BRINGING BACK FOREIGN INVESTMENT

Once considered a rising star in Asia, the Indian economy has lost its shine in recent years. Preliminary estimates released earlier this month showed growth dwindled to an annual 5 per cent rate in the current fiscal year to March. If confirmed, that would be the slowest growth rate that Asia's third largest economy has clocked in a decade.

The poor performance is reflected in the rupee's depreciation, as the current account deficit has widened due to weak exports and slack inflows of foreign direct investment.

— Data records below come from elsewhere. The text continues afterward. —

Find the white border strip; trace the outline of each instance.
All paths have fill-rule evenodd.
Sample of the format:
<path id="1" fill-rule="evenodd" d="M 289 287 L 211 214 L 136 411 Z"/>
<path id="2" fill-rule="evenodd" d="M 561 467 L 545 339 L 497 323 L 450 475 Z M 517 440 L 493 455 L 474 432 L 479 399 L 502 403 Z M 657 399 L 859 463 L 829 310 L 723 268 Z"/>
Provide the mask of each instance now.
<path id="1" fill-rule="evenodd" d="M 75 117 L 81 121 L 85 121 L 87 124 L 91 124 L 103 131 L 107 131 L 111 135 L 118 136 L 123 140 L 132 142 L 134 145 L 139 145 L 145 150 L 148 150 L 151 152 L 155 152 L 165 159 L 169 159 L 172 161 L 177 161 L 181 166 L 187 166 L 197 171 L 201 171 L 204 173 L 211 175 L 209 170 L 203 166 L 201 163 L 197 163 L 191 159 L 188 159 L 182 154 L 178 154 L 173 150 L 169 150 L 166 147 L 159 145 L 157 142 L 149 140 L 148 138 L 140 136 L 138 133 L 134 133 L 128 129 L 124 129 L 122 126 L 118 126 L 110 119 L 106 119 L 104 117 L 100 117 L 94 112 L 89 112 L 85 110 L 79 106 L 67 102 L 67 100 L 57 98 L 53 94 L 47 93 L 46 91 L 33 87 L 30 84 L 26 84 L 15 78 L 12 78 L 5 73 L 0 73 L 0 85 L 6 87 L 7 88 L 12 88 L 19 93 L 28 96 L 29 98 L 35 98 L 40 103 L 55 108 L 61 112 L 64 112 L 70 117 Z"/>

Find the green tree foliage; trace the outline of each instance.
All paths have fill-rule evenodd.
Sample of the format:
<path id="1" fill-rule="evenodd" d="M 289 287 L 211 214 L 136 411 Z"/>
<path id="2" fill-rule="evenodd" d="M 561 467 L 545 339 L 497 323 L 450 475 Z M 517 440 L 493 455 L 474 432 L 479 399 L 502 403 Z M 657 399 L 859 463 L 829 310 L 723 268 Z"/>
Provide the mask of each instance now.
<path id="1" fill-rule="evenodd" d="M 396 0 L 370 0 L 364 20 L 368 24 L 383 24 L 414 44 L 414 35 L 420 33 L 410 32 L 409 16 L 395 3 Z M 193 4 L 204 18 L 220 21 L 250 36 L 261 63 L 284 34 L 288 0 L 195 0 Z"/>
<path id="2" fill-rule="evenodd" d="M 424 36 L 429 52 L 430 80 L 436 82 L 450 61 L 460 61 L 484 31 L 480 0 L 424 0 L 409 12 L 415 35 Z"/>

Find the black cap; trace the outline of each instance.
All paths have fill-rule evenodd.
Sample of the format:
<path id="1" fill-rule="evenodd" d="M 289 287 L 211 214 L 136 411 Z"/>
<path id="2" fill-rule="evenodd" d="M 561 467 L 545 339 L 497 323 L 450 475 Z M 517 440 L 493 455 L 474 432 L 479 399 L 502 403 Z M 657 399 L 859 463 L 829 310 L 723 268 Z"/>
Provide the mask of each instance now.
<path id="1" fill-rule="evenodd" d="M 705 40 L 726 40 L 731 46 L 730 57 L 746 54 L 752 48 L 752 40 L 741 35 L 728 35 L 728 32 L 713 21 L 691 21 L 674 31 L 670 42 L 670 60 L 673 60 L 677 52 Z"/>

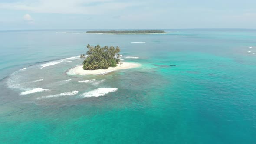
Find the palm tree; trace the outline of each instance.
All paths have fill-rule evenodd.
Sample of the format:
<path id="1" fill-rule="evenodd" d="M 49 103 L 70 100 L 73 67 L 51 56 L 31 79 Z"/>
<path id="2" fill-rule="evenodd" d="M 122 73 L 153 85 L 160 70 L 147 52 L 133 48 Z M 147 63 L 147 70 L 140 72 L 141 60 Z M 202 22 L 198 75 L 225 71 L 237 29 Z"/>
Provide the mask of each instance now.
<path id="1" fill-rule="evenodd" d="M 81 54 L 80 55 L 80 58 L 81 59 L 85 59 L 85 54 Z"/>

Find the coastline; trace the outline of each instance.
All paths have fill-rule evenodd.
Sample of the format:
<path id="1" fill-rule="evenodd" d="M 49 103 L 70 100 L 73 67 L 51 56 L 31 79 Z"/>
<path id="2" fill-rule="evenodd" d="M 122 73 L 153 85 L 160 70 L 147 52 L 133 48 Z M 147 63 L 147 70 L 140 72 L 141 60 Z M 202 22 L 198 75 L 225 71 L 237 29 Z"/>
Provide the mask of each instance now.
<path id="1" fill-rule="evenodd" d="M 141 64 L 135 63 L 127 62 L 123 62 L 122 63 L 123 64 L 121 65 L 120 64 L 118 64 L 117 66 L 114 68 L 109 67 L 108 69 L 92 70 L 84 70 L 82 65 L 80 65 L 70 69 L 67 72 L 67 74 L 69 75 L 100 75 L 118 70 L 135 68 L 141 66 Z"/>

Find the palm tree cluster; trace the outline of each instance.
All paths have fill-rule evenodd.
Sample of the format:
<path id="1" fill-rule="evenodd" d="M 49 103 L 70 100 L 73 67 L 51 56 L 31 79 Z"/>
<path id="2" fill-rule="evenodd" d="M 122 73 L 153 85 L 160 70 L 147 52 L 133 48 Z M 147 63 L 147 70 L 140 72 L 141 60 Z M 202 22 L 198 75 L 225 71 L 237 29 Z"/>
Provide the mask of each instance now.
<path id="1" fill-rule="evenodd" d="M 84 70 L 106 69 L 109 67 L 116 67 L 120 62 L 119 54 L 120 49 L 118 46 L 115 47 L 111 46 L 109 47 L 107 46 L 101 47 L 98 45 L 94 47 L 88 44 L 87 48 L 88 49 L 86 52 L 88 56 L 83 62 Z M 82 54 L 80 57 L 84 58 L 85 56 L 85 54 Z"/>

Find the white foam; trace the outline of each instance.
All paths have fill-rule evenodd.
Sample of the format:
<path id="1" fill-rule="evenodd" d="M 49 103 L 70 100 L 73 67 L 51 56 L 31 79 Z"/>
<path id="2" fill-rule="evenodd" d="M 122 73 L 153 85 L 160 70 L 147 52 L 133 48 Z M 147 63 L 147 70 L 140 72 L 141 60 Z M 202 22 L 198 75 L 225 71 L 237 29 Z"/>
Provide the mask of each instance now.
<path id="1" fill-rule="evenodd" d="M 114 70 L 110 70 L 110 71 L 101 72 L 99 74 L 100 75 L 105 75 L 105 74 L 106 74 L 108 73 L 109 73 L 109 72 L 113 72 L 113 71 L 114 71 Z"/>
<path id="2" fill-rule="evenodd" d="M 21 91 L 27 91 L 29 90 L 27 88 L 25 88 L 23 85 L 17 83 L 20 81 L 19 81 L 20 77 L 15 75 L 16 73 L 16 72 L 11 74 L 6 82 L 7 86 L 8 88 L 16 89 Z"/>
<path id="3" fill-rule="evenodd" d="M 35 83 L 35 82 L 38 82 L 43 81 L 43 79 L 40 79 L 39 80 L 36 80 L 35 81 L 29 82 L 29 83 Z"/>
<path id="4" fill-rule="evenodd" d="M 72 81 L 72 80 L 71 79 L 69 79 L 62 81 L 61 82 L 68 82 L 68 81 Z"/>
<path id="5" fill-rule="evenodd" d="M 38 92 L 43 92 L 43 91 L 49 91 L 49 89 L 43 89 L 41 88 L 34 88 L 32 90 L 22 92 L 22 93 L 21 93 L 20 94 L 20 95 L 28 95 L 28 94 L 33 94 L 33 93 Z"/>
<path id="6" fill-rule="evenodd" d="M 135 56 L 126 56 L 125 58 L 125 59 L 138 59 L 138 57 L 135 57 Z"/>
<path id="7" fill-rule="evenodd" d="M 82 97 L 89 98 L 104 96 L 105 94 L 117 91 L 117 88 L 99 88 L 82 94 Z"/>
<path id="8" fill-rule="evenodd" d="M 42 66 L 42 68 L 43 68 L 45 67 L 47 67 L 47 66 L 51 66 L 51 65 L 55 65 L 56 64 L 59 64 L 62 62 L 63 62 L 63 60 L 60 61 L 57 61 L 57 62 L 51 62 L 46 63 L 45 64 L 42 65 L 41 65 L 41 66 Z"/>
<path id="9" fill-rule="evenodd" d="M 57 95 L 48 95 L 48 96 L 43 96 L 39 98 L 36 98 L 36 99 L 39 100 L 39 99 L 43 99 L 43 98 L 53 98 L 53 97 L 56 98 L 56 97 L 59 97 L 63 96 L 71 96 L 71 95 L 76 95 L 78 93 L 78 91 L 73 91 L 68 92 L 62 93 L 61 94 L 57 94 Z"/>
<path id="10" fill-rule="evenodd" d="M 62 59 L 62 60 L 67 60 L 67 59 L 75 59 L 75 56 L 73 56 L 73 57 L 71 57 L 70 58 L 66 58 L 66 59 Z"/>
<path id="11" fill-rule="evenodd" d="M 90 83 L 93 85 L 97 86 L 101 83 L 103 82 L 106 79 L 103 79 L 100 81 L 97 81 L 96 79 L 89 79 L 85 81 L 78 81 L 78 82 L 82 83 Z"/>

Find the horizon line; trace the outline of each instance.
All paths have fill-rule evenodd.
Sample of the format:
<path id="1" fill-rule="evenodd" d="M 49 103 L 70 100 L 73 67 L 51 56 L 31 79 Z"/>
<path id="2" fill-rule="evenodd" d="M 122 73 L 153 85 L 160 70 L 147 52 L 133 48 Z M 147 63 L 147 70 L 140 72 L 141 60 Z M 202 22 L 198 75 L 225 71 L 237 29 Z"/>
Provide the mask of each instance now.
<path id="1" fill-rule="evenodd" d="M 172 28 L 172 29 L 8 29 L 8 30 L 0 30 L 0 31 L 52 31 L 52 30 L 164 30 L 164 29 L 256 29 L 256 28 Z"/>

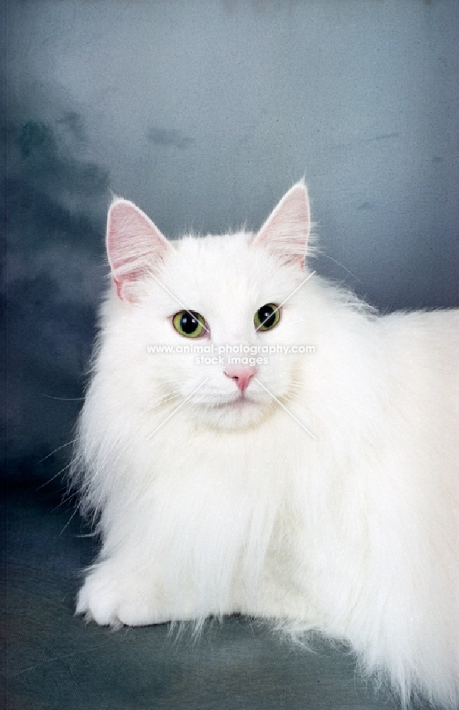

The Indian currency has lost 18 per cent against the dollar since the start of 2011, though the decline was limited to 3.5 per cent in 2012. The rupee has gained 1.2 per cent since the start of this year.

The currency's weakness reflects India's widening current account deficit due to weak exports and slack inflows of foreign direct investment.

A weak global economy, particularly among major trading partners like the euro zone, is partly to blame for India's poor performance lately.

But the government's hesitancy implementing reforms to attract foreign capital, and a ballooning current account deficit that has left India vulnerable to a potential downgrade in its sovereign debt to junk bond status.

To arrest the slide in investment, the government announced major reforms late last year that included, among others, permission for global retailers to set up shop in India and allowing foreign investment in aviation and broadcasting.

"By and large we expect investor confidence to grow rather than ebb given that...the Ministy of Finance has got its sights set on rather achievable goals and have put a lot of clarity on the direction they want policy to take," added Mizuho Corporate Bank's Varathan.